In this unsettling near-but-kind-of-far future feel, director James Gray paints a picture of a world where space travel is a given. In the film Pitt asks for a blanket and pillow package on the aforementioned space trip: the going rate? $125. Maybe that capitalistic hellscape where there's a Chili's on the moon is actually closer than we think.
But it's the roteness that really drew me in. Ad Astra is dripping with space facts, as it's essentially a love letter and a send-up of both humanity and its ambition. Constantly stinging you with its light spacey soundtrack, this is a world that still has religion and customs. It may have lost its way to some extent but there is hope, no matter how bleak it may seem during Pitt's many voiceovers and moments of (thankfully soothing) exposition.

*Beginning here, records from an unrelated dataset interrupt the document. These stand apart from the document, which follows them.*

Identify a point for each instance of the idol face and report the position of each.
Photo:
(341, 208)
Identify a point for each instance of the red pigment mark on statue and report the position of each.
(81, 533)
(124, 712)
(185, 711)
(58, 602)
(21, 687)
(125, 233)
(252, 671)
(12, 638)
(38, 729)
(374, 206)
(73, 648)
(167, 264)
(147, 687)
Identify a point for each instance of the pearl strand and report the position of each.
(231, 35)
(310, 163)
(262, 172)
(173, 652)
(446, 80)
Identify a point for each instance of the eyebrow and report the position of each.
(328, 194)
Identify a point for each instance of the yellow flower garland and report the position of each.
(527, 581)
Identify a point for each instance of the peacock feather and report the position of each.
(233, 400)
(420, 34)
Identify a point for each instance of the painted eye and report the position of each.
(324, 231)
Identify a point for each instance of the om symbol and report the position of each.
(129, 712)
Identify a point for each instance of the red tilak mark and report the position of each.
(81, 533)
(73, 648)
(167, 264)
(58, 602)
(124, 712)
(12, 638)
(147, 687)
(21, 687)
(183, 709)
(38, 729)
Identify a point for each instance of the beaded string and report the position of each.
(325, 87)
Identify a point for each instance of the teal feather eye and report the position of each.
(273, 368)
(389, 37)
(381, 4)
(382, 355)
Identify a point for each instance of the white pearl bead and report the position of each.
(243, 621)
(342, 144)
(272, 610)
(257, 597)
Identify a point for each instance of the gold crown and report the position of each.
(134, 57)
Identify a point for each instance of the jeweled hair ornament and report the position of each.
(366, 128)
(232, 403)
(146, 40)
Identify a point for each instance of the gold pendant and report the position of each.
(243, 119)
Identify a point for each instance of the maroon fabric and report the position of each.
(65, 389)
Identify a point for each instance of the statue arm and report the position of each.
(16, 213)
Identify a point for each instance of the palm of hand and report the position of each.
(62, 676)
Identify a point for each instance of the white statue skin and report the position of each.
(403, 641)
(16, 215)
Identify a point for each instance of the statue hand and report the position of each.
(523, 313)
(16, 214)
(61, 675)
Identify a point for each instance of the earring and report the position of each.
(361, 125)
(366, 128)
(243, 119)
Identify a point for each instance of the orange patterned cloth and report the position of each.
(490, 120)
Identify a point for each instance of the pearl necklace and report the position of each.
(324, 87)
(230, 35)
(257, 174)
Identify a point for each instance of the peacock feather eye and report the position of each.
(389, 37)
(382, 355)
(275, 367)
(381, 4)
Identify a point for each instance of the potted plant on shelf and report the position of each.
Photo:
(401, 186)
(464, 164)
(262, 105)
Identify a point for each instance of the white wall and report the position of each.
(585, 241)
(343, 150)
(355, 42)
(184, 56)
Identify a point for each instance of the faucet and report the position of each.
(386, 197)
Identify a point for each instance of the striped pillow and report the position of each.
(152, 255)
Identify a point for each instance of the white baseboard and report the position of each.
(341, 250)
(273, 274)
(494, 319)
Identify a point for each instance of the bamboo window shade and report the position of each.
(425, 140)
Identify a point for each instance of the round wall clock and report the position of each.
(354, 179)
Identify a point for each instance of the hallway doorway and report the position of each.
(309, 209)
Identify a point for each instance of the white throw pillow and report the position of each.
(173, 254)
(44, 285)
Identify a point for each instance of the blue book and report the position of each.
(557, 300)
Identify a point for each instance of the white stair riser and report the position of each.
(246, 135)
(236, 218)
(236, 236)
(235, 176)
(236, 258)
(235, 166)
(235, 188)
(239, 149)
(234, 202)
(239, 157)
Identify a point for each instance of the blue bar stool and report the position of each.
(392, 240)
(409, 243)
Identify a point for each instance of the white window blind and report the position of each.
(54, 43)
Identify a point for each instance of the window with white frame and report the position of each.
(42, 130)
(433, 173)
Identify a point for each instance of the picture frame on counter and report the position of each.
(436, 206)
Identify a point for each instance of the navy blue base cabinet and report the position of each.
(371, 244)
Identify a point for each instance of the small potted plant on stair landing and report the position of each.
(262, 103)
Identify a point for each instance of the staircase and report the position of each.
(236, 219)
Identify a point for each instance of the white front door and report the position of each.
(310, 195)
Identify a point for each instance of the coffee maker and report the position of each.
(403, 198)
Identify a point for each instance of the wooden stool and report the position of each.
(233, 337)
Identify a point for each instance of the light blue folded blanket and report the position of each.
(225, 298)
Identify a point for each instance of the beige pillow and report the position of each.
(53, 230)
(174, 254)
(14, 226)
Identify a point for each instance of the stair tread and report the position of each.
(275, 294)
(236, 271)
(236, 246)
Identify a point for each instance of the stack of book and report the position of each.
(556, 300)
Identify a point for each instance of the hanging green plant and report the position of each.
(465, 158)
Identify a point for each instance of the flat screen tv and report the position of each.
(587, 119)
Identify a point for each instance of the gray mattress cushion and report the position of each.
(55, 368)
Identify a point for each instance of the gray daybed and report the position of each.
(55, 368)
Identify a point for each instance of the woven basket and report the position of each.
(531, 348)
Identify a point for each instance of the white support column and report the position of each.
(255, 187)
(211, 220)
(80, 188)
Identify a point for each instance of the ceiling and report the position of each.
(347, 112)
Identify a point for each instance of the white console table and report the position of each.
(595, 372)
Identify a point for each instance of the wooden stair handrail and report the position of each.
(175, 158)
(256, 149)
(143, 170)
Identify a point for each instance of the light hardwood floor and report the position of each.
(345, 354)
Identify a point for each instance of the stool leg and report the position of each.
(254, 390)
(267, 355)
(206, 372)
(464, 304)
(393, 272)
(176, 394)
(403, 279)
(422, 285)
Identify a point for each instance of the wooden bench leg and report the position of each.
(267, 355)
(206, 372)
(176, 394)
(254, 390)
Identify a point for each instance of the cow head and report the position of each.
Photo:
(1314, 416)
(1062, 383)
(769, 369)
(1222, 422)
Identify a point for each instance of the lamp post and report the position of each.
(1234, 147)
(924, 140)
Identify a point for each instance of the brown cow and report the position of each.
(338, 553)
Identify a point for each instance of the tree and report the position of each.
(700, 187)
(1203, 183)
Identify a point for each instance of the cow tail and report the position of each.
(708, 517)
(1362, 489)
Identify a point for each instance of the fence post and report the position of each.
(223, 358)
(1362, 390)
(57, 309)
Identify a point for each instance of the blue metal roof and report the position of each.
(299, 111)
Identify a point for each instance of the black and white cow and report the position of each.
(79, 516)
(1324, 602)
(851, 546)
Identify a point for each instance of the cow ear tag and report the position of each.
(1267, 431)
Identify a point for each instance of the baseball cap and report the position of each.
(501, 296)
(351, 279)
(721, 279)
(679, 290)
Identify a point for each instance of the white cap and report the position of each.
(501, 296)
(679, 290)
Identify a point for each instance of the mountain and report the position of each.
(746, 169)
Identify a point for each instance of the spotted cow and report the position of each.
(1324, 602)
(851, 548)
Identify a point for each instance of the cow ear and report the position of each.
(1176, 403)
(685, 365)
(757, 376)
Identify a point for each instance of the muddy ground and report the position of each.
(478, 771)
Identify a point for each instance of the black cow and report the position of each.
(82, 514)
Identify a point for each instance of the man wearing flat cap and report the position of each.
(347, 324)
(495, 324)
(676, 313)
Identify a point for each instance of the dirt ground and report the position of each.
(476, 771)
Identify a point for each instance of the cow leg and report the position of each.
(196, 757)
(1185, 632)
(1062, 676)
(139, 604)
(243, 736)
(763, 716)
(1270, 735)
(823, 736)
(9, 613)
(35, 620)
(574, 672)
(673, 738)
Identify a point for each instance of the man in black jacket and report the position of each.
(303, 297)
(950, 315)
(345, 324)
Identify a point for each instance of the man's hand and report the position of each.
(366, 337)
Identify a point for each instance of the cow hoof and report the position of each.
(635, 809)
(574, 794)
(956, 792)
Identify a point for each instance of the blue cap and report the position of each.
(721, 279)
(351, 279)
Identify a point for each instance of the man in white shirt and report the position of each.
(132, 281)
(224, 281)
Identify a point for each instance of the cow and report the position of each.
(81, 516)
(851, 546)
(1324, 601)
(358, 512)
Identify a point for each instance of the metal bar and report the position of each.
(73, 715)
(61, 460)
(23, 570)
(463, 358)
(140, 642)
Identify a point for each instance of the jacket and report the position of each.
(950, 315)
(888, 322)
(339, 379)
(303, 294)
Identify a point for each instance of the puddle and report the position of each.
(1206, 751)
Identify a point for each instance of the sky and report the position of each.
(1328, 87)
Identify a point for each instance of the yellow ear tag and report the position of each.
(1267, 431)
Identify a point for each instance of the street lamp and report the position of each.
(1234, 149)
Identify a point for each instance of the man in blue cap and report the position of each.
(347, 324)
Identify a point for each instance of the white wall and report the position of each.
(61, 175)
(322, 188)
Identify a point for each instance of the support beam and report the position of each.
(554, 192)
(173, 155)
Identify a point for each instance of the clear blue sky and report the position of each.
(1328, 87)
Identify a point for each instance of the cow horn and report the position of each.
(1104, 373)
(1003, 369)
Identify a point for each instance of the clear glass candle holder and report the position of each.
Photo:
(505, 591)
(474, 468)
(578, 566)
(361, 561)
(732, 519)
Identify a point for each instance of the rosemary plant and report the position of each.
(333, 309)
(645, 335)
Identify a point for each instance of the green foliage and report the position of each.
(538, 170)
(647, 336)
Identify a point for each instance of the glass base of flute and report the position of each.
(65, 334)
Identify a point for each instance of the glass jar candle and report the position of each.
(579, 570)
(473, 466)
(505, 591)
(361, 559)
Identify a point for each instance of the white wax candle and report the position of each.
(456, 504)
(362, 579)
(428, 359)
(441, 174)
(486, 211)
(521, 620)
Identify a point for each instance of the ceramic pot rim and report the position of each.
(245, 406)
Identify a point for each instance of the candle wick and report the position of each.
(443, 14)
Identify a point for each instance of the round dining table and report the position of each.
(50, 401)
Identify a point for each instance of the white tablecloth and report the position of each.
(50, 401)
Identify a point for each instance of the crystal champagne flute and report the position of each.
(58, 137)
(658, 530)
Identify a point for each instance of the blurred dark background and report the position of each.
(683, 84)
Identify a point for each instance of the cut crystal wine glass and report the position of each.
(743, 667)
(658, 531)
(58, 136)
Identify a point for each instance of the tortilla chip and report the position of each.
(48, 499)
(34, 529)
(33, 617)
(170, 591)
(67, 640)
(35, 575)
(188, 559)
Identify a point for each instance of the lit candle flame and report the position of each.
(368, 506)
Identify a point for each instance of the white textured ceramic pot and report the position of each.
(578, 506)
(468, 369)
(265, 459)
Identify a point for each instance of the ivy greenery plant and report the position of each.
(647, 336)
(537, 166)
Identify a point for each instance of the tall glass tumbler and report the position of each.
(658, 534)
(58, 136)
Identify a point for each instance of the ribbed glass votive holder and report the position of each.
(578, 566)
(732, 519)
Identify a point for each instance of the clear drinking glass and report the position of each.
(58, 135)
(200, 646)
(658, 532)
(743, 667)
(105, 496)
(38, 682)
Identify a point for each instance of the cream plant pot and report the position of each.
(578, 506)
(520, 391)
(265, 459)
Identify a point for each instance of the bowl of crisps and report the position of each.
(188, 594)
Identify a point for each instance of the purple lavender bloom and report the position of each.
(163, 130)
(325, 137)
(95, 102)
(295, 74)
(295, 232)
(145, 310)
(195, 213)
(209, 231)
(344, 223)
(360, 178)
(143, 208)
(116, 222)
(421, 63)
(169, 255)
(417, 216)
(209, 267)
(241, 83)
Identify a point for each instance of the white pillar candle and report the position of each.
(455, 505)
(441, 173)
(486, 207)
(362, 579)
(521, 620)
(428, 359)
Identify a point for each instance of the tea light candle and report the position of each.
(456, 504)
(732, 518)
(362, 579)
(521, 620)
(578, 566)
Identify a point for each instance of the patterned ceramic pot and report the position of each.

The cataclysm that sets up the entire premise of the film? It's in the rear window. Ad Astra is about the journey and relationships we forge with one another, with a few light dances with space pirates (moon politics, am I right?!) and several scuffles. As Pitt is quoted in the film "we are the world eaters." Indeed! The Heart of Darkness self-discovery comparisons run rampant here and although Gray comes off heavy-handed, the message is ultimately received.
I understand why Ad Astra has the potential to be so polarizing, but there's a beauty in that. Eventually, space travel won't be special: our descendants will treat it like a vacation flight, a necessary evil. Media doesn't have to be constantly exciting to have meaning, though I do wish Ad Astra didn't have to occasionally drag its feet.